New Deal faces old court

Today’s post comes from National Archives Office of Strategy and Communications staff writer Rob Crotty.

FDR's Fireside Chat on the reorganization of the Judiciary, Page 6
FDR’s Fireside Chat on the reorganization of the Judiciary, Page 6

When the sweeping laws of President Franklin Roosevelt’s New Deal were enacted, it did not take long for the laws to get challenged in the courts. From Social Security to a spate of other laws meant to revamp an economy deep within the Great Depression, the New Deal was not an easily won victory for Progressives, and sometimes not a victory at all.

On what has come to be called “Black Monday”–May 25, 1935–the Supreme Court unanimously ruled  on two cases that each struck down major portions of Roosevelt’s New Deal. The first case to be ruled unconstitutional was the Frazier-Lemke Emergency Farm Mortgage Act, part of the New Deal designed to prevent debt-ridden farmers from losing their land.
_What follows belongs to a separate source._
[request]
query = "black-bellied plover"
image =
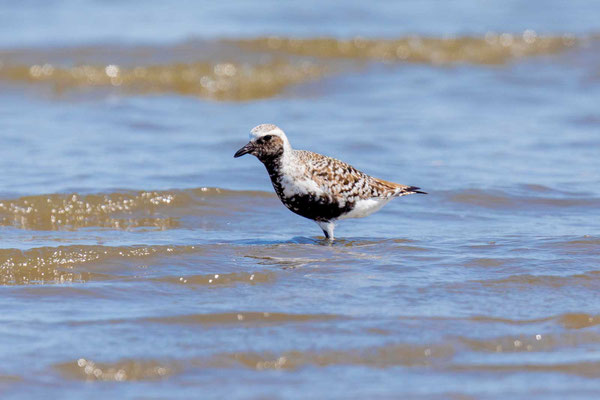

In a second ruling, the National Industrial Recovery Act, a major cornerstone of the New Deal, was struck down by a vote in the courts, ruling that the Legislative had given too much unchecked power to the Executive, and violated the due process clause of the Fifth Amendment.

Roosevelt was having a bad day, but would not go down without a fight.

Roosevelt introduced the Judiciary Reorganization Bill in his first Fireside Chat following his reelection in 1936.  More New Deal laws had been declared in the interim, and by 1937, Roosevelt was ready to hit back. “We have,” Roosevelt spoke, “reached the point as a nation where we must take action to save the Constitution from the Court, and the Court from itself.”

Part of his plan was to add a justice for every judge over 70 who was sitting on the court. Six of the nine judges on the Supreme Court were over 70.

The bill found no endorsement in the House, and so the White House introduced it to the Senate, where it floundered. The Senate Judiciary Committee eventually labeled FDR’s plan “a needless, futile and utterly dangerous abandonment of constitutional principle.”

Still, Senate Majority Leader Joseph Robinson (FDR had promised him a seat on the Supreme Court), pressed on with the bill’s passage. He took the floor for two days straight, and eventually left, complaining of chest pains. He died of a heart attack two days later, and with him, any chance of the bill’s passage.

But in a strange twist, FDR got his wish. By serving in office for more than twelve years, he eventually appointed eight of the nine justices on the court.